A Game Of Kings

There are two red and two black Kings on the table. The first card you select is irrelevant. If it is a black King, then of the remaining 3 cards, only one is black, and since your selection is random, you have a 1/3 chance of winning.

If the King you selected is red, there is only one red King left of the other three cards, and the same argument applies.

There are ${4 \choose 2}=6$ possible selections, two of which are winning. This leaves $\frac{1}{3}$ as the answer.

Doesn't matter which colour you choose first, of the other three cards remaining there will be two of the opposite color, and 1 of the same colour. Which leaves you with a probability of a 1/3

Let's say the cards are B♤, B♧, R♡, R◇. The winning situation is drawing 2 cards with the same color (B or R). Let's calculate the possibility of picking our first card. Can we pick our first card? Yes, we can, so it's 100% of possibility, that is to say, 1. What is the possibility of drawing the same color as the second card? 3 cards left on the table in which just one card has the same color as one we have in our hand. 1 card is the right one out of 3 cards, so it's 1/3. Now just multiply those two results: 1×1/3=1/3 In a second way (for those who thought the answer should have been 1/6); Let's calculate the possibility of drawing, for example, 2 B cards: Let's draw our first card: 2 Bs and 2 Rs on the table, so 2 vs. 2, 50/50 of possibility, which gives us the result of 1/2. Now 3 cards remain on the table, and we are going to pick the other B from among other 2 Rs. 1/3 of possibility. Multiply those two results: 1/2×1/3=1/6 Is that correct? Yes, actually it is correct unless you are looking also for B possibility. What about R? We still win if we draw 2 Rs. So just double the possibility(1/6×2): it gives us 1/3. Have a great day!

Think about it this way: the first card you choose; now does it really matter? No it doesn’t, because the second card is what determines whether you get the same card or not. For example, if i pick any card, there are three cards left. Only 1 of those three cards leads to the favourable outcome. Since the first card is irrelevant, and whichever card you pick first there is only one in three cards that could give you your favourable outcome, the probability is $\frac{1}{3}$

Once you pick one, the probability of picking the same color is 1/3 (no matter which card you choose)

There are 6 cases and you can win in two of them.

Since the probability P= $\frac{total cases}{valid cases}$ , we can calculate P= $\frac{2}{6}$ = $\frac{1}{3}$

Obtaining both cards of the same colour on consecutive turns , doesn't put any binding to what colour you pick up in the first turn. Irrespective of the first turn being black or red, all you need to know is the probability that the next card will also be black or red respectively. Suppose you get red first; there are 3 more cards left out of which only one is red. That makes the probability of getting two consecutive red as 1/3. Similar argument if you get black first.
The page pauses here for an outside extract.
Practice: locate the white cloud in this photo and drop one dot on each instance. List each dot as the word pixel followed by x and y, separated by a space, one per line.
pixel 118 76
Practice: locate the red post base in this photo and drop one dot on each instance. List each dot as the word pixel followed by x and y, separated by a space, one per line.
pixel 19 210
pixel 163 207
This particular scenario is a rather simple one, as the first decision you make is of no consequence whatsoever. No matter which card you pick first, it will always result in 3 remaining cards. 1 of them is the same color, while the other 2 are the different one - a ratio of 1 out of 3 (1/3).
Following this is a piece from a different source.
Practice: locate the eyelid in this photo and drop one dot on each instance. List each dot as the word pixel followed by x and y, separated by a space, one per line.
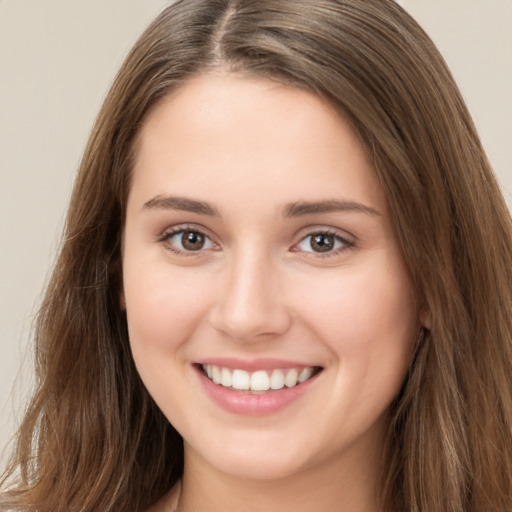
pixel 165 236
pixel 347 240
There is a more elaborate way that will work on any probability calculation, but it's best explained in a visual display, rather than only in words. Sadly it doesn't seem to be possible to add any sort of image here, so that's out of option... Oh well, there's always Google, right?
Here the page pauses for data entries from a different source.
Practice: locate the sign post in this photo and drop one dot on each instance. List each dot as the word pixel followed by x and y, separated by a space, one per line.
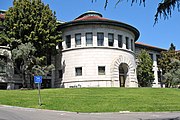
pixel 38 80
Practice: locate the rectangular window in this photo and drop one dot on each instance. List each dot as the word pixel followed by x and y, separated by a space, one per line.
pixel 101 70
pixel 159 76
pixel 100 39
pixel 132 45
pixel 78 39
pixel 68 41
pixel 157 59
pixel 78 71
pixel 111 39
pixel 3 64
pixel 89 40
pixel 151 56
pixel 127 43
pixel 60 74
pixel 120 41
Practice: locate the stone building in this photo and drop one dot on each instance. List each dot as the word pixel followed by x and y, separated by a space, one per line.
pixel 98 52
pixel 95 52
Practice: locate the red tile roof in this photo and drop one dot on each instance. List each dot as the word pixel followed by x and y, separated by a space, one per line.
pixel 86 18
pixel 148 46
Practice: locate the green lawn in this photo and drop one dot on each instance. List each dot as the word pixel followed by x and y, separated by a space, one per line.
pixel 96 99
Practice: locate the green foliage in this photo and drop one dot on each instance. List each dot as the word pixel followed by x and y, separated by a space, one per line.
pixel 96 99
pixel 32 21
pixel 165 7
pixel 166 58
pixel 31 28
pixel 172 77
pixel 168 63
pixel 144 69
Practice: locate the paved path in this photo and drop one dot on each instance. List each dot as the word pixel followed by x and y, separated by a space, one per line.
pixel 18 113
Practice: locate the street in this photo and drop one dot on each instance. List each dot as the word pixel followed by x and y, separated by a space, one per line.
pixel 18 113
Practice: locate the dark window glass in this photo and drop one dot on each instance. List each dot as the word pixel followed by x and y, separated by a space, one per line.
pixel 100 39
pixel 157 59
pixel 127 43
pixel 151 56
pixel 101 70
pixel 111 39
pixel 89 40
pixel 132 44
pixel 68 41
pixel 120 41
pixel 78 39
pixel 78 71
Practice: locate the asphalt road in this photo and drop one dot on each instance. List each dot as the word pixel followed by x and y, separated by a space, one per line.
pixel 18 113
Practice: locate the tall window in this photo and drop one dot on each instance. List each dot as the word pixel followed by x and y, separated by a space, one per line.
pixel 68 41
pixel 151 56
pixel 157 59
pixel 78 71
pixel 111 39
pixel 78 39
pixel 89 40
pixel 120 41
pixel 101 70
pixel 100 39
pixel 127 43
pixel 3 64
pixel 132 44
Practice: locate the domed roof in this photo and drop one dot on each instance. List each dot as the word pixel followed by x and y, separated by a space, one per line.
pixel 90 15
pixel 95 18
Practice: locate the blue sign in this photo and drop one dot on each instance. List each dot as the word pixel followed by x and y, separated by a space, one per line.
pixel 37 79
Once the first card is selected, there are three cards left. Two of these remaining cards have a different color from the one selected, and only one has the same color. Hence, the probability that the second selected card has the same color as the first is $\dfrac{1}{3}$ .

One option is red and red, one is black then black.

For the red & red scenario, the probability looks like this: you have a 2/4 (1/2) chance of choosing a red, because half the cards are red. One that card is taken from the mix, the chance of getting a second red is 1/3 (there's only one red within the remaining selection of 3 cards).

These probabilities are multiplied, because for this to be achieved we need BOTH occur. Multiplication is used for these "and" requirements.

The result is 1/6.

Next, the black & black scenario, the probability is exactly the same.

Because we don't mind if we get red&red OR black&black, we ADD these probabilities together. Addition is used for the "or" requirements. Our result is 1/6 + 1/6 = 2/6 = 1/3.

There are 2 cards of both red and black on the table, for a total of 4 cards. It doesn't matter what the first card you pick is, because all we care about is whether the colors match. now there are 3 cards left in play, 1 of the color you just picked, 2 of the other color, so you have a 1 in 3 chance of picking the right card.

There are six potential outcomes - both red kings, both black kings, king of spades and king of hearts, king of spades and king of diamonds, king of hearts and king of clubs and king of diamonds and king of clubs. Four outcomes out of six do not yield a match and two do, so the possibility of drawing a matching pair is 2/6 = 1/3. How have almost 40% solvers contrived to bungle this one?